Al via Forum PA 2022, il “Paese che riparte” tra sfide e opportunità

(Teleborsa) – I dipendenti pubblici italiani sono fermi a 3,2 milioni (a fronte di oltre 3 milioni di pensionati), lontani dai 5,7 milioni della Francia, 5,3 milioni del Regno Unito e 5 milioni della Germania. Hanno un’età media di 50 anni e competenze spesso disallineate dalle esigenze. Questa la fotografia scattata dalla ricerca sul “Lavoro pubblico 2022” realizzata da Fpa – società del Gruppo Digital360 – presentata in apertura di Forum Pa “Il Paese che riparte”, in programma dal 14 al 17 giugno al centro congressi Auditorium della Tecnica a Roma. Per raggiungere l’obiettivo di “4 milioni di dipendenti con un’età media di 44 anni e competenze adeguate” fissato entro il 2028 dal ministro Renato Brunetta, considerando anche i previsti 500mila pensionamenti, entro 6 anni bisognerebbe assumerne quasi 1,3 milioni – circa 200 mila ogni anno – con un’età media di 28 anni.

Tra PNRR e fondi della politica di coesione, da fine 2021 al 2029 all’Italia arriveranno 484 miliardi di euro di spese straordinarie ed aggiuntive da programmare, gestire, monitorare e rendicontare, in media 54 miliardi l’anno. “Una quantità di risorse senza precedenti che dovrà essere coordinata da una Pubblica amministrazione non in ottima salute”.

Di fronte a questa “sfida, di gestire una mole di risorse senza precedenti, serve costruire con urgenza una Pa capace di lavorare per progetti, che passi dalla cultura dell’adempimento a quella del risultato”, commenta il direttore generale di Fpa, Gianni Dominici.

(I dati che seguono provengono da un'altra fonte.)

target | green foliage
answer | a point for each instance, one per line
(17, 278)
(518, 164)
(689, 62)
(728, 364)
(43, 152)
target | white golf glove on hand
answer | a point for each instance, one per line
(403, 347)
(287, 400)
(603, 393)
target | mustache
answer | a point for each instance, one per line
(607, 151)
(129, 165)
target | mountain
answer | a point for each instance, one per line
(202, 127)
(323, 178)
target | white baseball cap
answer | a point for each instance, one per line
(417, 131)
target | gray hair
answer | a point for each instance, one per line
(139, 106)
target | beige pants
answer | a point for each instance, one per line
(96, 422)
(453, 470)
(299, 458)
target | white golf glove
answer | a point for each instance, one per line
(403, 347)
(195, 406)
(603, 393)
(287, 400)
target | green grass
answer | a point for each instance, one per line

Dunque, ancora tempi lunghi per la conclusione dei grandi concorsi pubblici. Su 55 concorsi pubblici indetti tra il 2019 e il 2021, 30 si sono conclusi e 25 sono ancora in corso, ma dei 103 mila posti messi a bando appena 14,5 mila sono stati assegnati e oltre 88 mila, in gran parte nella scuola, sono ancora vacanti. Per raggiungere l’obiettivo di “4 milioni di dipendenti pubblici con un’età media di 44 anni e competenze adeguate” fissato entro il 2028 dal ministro della Pubblica Amministrazione Renato Brunetta, considerando anche i previsti 500mila pensionamenti, entro 6 anni bisognerebbe assumere quasi 1,3 milioni di persone – circa 200 mila ogni anno – con un’età media di 28 anni, avviando un grande piano di formazione impostato su un’analisi delle necessarie competenze

C’è però una campagna di reclutamento che ha raccolto grandi adesioni e sta rispettando la tabella di marcia, portando nel settore pubblico giovani qualificati. E’ quella per i professionisti del Pnrr, per cui nel solo 2021 sono state ricevute 160 mila candidature e sono gia’ oltre 15 mila le assunzioni a tempo determinato realizzate, sommando procedimenti realizzati, conclusi e in corso d’opera. Una quota superiore al 50% del totale previsto, che indica il rispetto del timing fissato entro il 2023. Tornando ai grandi concorsi pubblici, i tempi delle procedure concluse danno speranza su un’accelerazione in atto: mediamente i giorni, dalla pubblicazione degli avvisi agli esiti, sono scesi da 674 per i concorsi banditi nel 2019, ai 423 per quelli del 2020, ai 141 per quelli del 2021. Ma l’ottimismo cala a guardare i tempi lunghi delle procedure ancora aperte: sono trascorsi in media 1.021 giorni dalla pubblicazione delle 4 procedure 2019 ancora in corso, 713 per le 6 del 2020 e 248 per i 15 concorsi banditi nel 2021.